泊まったところが竹芝なので,銀座なら近い。ちょうどいいや,と思った。
● 銀座ブロッサムに行くには昭和通りを渡らなければならない。この大動脈で銀座は分断されている。っていうか,昭和通りの向こう側はもはや銀座ではない。
こっち側が華だとすれば,向こう側は鄙。下町的な雰囲気も漂いだす。
その代わり,地方からのお上りさん(たとえば,ぼく)や中国人観光客は絶えて見ることがなくなるから,スッキリと落ち着いた感じでもある。中国語が聞こえてこないとこんなに静かなのかと思う。
● 厄介なのは昭和通りを横切る方法だ。1丁目から歩いていくと,歩道橋を渡るしかない。登って降る。歩道橋というのは歩行者にとっては暴力的な装置で,だから歩道橋はそちこちにあるけれど,利用する人はほとんどいない。
だけど,それしかないんじゃ,それを使うしかない。こうした些細なことがこっち側と向こう側の行き来を阻害する。昭和通りが見えない巨大な壁になる。
● さて,演奏会。開演は午後2時。入場無料。
この楽団は「東京労災病院を練習拠点とする市民アンサンブル」ということ。練習場所が一ヶ所で,しかも間違いなく確保できるというのは,楽団にしたらありがたいに違いない。
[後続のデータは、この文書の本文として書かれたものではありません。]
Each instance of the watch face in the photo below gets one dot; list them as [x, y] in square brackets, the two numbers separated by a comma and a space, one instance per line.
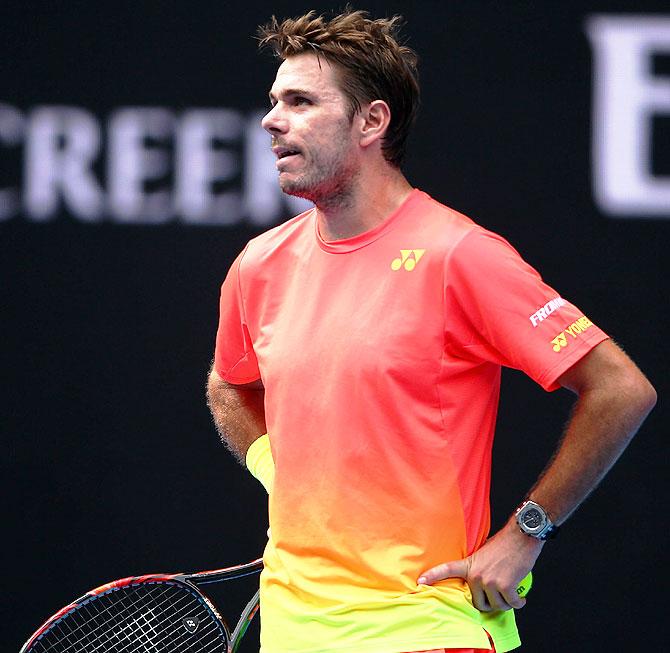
[533, 518]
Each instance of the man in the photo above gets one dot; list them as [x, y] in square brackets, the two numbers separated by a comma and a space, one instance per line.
[366, 338]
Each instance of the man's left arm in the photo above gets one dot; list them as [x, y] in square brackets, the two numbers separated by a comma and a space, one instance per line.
[614, 397]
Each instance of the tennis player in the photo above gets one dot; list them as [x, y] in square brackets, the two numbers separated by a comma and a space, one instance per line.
[365, 337]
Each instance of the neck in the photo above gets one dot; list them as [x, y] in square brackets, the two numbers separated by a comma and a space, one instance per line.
[369, 201]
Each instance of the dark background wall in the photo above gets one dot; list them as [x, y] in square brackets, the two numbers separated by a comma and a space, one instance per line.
[111, 465]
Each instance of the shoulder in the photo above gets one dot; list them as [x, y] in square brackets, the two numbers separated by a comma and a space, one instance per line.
[279, 241]
[454, 230]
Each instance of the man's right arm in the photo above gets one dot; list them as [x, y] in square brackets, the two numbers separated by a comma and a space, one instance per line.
[238, 412]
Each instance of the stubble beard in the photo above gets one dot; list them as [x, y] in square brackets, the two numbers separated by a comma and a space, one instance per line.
[327, 184]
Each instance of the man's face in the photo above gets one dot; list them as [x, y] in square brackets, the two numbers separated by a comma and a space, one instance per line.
[312, 134]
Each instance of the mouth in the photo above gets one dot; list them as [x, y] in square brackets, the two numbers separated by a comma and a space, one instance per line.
[284, 152]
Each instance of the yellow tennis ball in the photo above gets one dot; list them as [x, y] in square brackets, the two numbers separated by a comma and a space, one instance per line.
[525, 585]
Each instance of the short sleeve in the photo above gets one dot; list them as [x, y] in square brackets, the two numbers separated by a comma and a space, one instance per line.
[234, 357]
[499, 310]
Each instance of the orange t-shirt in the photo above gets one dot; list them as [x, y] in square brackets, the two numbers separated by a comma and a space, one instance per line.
[381, 357]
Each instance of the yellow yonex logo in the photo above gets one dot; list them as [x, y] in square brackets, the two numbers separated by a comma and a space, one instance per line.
[577, 327]
[559, 342]
[408, 259]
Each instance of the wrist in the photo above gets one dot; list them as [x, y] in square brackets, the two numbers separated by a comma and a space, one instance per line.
[534, 521]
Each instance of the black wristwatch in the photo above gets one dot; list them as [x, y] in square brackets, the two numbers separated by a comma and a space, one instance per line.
[534, 521]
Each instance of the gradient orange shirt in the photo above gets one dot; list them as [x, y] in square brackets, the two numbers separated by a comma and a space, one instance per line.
[381, 358]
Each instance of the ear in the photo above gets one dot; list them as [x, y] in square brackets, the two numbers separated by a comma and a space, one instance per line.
[374, 121]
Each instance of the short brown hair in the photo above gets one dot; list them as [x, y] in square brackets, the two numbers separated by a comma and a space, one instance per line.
[373, 64]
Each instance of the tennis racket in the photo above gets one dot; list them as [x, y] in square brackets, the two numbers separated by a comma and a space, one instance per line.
[157, 613]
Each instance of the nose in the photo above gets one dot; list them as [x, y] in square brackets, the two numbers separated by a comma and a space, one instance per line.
[273, 122]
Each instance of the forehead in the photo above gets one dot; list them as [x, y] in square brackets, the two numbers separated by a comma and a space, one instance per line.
[306, 72]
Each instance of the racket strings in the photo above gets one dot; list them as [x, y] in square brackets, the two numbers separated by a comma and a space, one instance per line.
[138, 618]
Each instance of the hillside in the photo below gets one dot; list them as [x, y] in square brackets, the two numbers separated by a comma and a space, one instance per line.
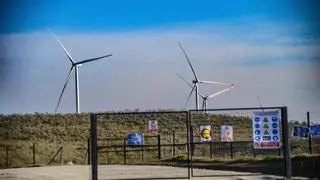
[49, 132]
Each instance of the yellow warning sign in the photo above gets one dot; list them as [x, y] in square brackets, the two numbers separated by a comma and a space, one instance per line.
[205, 133]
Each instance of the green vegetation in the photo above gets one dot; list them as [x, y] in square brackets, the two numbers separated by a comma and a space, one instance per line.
[50, 132]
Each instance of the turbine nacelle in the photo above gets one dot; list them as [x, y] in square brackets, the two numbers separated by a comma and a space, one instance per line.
[74, 66]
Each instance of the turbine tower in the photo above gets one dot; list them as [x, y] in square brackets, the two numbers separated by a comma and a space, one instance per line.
[74, 66]
[197, 81]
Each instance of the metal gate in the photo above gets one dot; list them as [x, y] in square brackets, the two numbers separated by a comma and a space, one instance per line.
[123, 146]
[237, 156]
[177, 151]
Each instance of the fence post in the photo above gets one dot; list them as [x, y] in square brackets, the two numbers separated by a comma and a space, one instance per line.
[33, 153]
[159, 147]
[310, 142]
[253, 150]
[211, 150]
[286, 145]
[61, 155]
[94, 155]
[7, 156]
[107, 151]
[124, 151]
[89, 154]
[173, 143]
[142, 155]
[231, 149]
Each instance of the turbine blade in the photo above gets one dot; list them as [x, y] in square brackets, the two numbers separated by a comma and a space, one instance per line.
[185, 105]
[184, 80]
[203, 96]
[64, 87]
[220, 92]
[185, 54]
[259, 102]
[93, 59]
[215, 82]
[64, 49]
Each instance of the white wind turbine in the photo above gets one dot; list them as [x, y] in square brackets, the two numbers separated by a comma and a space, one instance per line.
[197, 81]
[74, 66]
[205, 98]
っていうか,病院の職員が中心になって発足したのだろうね。それだけでは人数が足りないから,外にも呼びかけているのだろう。
団員は約30名とのこと。今回の演奏でも賛助出演者が過半を占めていたようだ。
● プログラムは次のとおり。奇をてらわないオーソドックスな陣容。指揮は室賀元一さん。
シベリウス フィンランディア
グリーク 「ペール・ギュント」第1組曲
シベリウス 交響曲第2番
● 東京には数えきれないほどのアマチュア・オーケストラがある。そのうえ,新しい楽団がどんどん生まれている。新陳代謝が激しい。中には惚れ惚れするほど上手な楽団がある。
この楽団はどうかといえば,そうしたセミプロ級のアマオケとは少々違う。音大崩れは少ないようだ。
● 何というのか,健全なアマチュアのオーケストラだという気がした。
自分たちが出遅れていることはよくわかっている。もっと早い時期に始めていなければ,届かない到達点があることも当然知っている。
けれども,それはそれだ。音楽の楽しみ方は技術的到達点の高さがすべてではない。
● という見極めがあって,そのうえで自分たちが到達できるところには到達しよう,可能ならば到達点の措定位置を引きあげよう,という真摯さのようなものを感じさせる。
以上を要するに,アマチュア・オーケストラのひとつの範例たり得る楽団だと思われた。